Ces chiffres peuvent être mis en balance avec un autre, plus ancien sur les acteurs de la décentralisation. En 2002, dernière date où il a été collecté, le président du conseil régional était désigné comme l’acteur le mieux placé pour mettre en œuvre les politiques de décentralisation, à égalité avec le maire (23 %)(12). Ainsi, comme pour la Région, on ne le connaît pas mais on veut qu’il agisse.
La Région n’est donc pas un ou plus un « ovni » du paysage institutionnel français. Sa situation est paradoxale. On ne peut pas dire qu’elle n’est pas connue ou reconnue. Elle cristallise les attentes de la population. Mais il faut tout de suite rajouter qu’elle est aussi méconnue dans son rôle, son action, ses représentants.

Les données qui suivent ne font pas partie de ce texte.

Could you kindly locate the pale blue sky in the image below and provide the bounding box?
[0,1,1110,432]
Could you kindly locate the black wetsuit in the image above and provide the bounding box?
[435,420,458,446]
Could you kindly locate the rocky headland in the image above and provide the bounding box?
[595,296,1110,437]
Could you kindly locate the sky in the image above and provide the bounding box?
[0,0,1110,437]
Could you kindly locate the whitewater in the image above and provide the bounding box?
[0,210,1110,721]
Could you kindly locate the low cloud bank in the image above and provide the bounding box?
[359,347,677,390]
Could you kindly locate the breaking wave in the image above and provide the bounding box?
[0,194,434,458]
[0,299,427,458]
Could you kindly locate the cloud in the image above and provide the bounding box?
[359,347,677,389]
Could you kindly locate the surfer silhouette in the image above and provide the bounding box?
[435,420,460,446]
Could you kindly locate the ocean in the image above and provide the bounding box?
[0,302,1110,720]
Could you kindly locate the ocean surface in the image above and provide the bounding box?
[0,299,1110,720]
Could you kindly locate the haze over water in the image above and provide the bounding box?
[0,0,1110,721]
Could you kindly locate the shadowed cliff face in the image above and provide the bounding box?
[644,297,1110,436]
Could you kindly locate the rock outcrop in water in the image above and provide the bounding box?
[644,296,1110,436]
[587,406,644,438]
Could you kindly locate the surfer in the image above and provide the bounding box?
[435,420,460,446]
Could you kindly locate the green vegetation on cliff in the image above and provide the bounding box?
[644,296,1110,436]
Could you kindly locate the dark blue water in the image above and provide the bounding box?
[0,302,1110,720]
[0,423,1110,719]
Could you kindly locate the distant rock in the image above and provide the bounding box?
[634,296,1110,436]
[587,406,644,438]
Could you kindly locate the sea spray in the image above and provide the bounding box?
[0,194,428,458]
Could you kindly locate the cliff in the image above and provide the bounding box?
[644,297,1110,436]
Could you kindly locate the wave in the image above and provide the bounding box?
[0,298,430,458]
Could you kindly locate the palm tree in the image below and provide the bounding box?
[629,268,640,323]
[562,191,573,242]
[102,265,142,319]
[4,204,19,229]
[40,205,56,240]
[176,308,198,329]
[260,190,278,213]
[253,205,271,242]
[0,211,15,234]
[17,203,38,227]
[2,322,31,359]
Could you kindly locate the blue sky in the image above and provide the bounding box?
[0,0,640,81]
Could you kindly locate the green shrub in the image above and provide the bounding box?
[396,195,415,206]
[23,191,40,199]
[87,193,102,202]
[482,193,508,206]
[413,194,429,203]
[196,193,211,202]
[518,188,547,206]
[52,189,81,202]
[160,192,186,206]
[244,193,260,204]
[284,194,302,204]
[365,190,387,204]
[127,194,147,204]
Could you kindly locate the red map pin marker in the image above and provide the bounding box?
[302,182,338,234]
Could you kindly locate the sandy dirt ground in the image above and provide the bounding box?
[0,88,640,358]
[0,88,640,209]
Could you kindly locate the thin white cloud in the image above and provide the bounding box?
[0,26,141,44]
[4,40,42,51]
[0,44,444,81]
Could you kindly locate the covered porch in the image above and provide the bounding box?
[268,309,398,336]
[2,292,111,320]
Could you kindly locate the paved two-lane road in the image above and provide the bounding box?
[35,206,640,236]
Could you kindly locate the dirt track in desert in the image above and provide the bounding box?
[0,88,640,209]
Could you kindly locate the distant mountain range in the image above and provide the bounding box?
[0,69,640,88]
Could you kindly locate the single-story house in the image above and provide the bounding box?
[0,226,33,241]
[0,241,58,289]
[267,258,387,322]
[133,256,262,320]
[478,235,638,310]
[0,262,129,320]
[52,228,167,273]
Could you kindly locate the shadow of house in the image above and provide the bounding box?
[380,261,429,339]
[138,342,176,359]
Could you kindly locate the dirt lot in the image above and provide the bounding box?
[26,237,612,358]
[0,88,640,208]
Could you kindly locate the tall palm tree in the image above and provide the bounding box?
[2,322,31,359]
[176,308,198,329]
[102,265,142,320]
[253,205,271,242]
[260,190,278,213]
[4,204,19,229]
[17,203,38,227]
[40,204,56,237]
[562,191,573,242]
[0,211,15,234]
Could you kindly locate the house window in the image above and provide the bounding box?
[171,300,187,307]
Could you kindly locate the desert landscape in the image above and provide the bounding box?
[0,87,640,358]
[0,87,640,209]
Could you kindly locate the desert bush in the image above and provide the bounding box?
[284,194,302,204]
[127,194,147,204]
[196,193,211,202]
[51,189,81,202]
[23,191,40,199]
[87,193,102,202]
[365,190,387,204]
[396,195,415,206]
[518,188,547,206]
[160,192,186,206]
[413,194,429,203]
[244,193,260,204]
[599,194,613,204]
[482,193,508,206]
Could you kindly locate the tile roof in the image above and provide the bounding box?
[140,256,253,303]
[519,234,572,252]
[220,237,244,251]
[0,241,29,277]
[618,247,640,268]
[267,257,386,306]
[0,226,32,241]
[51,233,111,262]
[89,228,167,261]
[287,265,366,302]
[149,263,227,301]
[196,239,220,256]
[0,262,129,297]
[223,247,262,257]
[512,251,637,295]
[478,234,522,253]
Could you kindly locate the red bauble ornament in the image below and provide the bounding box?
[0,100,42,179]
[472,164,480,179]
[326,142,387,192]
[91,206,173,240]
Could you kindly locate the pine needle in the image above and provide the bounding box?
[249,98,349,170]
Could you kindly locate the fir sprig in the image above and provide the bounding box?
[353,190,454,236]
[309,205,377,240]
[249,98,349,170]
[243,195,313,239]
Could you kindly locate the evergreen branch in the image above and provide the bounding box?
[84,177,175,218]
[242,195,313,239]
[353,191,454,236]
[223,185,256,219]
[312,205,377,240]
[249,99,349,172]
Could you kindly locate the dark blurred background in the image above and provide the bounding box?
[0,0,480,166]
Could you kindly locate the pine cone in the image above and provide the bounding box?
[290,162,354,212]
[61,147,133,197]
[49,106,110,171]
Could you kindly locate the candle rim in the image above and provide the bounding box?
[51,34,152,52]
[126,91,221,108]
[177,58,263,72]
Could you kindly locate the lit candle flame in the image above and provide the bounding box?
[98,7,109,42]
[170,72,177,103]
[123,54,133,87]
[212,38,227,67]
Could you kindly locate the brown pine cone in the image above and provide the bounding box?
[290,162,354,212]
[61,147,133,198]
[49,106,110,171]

Pour en comprendre les causes, peut-être faut-il se pencher sur l’évolution d’une institution qui n’a cessé depuis 2004 de se transformer, non seulement dans ses compétences mais aussi, et cela va de pair, dans son rôle politique.
2 De la stratégie marketing à la création publicitaire, Virginie De Barnier, Henri Joannis, Editions Dunod, 2008. p349.
3 (Barnier/Joannis, chapitre 9).
4 L’identité régionale, problèmes théoriques, perspectives politiques par Elisabeth Dupoirier O.I.P. (Observatoire interrégional du politique) et Henri David Schajer, O.l.P. in L’identité politique, PUF,1994, 445p, p330-344.
5 Robert Savy, Emergence d’une Région, le cas du Limousin 1986-2004, L’Harmattan, logiques juridiques, 385p, 2010.
6 Ibid. p16.
7 D’autant moins depuis le changement intervenu sur les plaques d’immatriculation qui fait figurer le logo de la région du véhicule.
8 Questions à Alain Rousset, Libération, jeudi 29 avril 2004, p.13.
9 Baromètre du fait régional Ifop/ ARF 2008, documentation personnelle.
10 Sondage LH2 – Presse régionale 3 décembre 2010, Régionales 2010, notoriété des présidents de Région et enjeux des élections.
11 Etude de lectorat du journal régional la Lettre du Limousin, Occurence pour le conseil régional du Limousin, juillet 2010.
12 Source OIP/ conseils régionaux, 2002.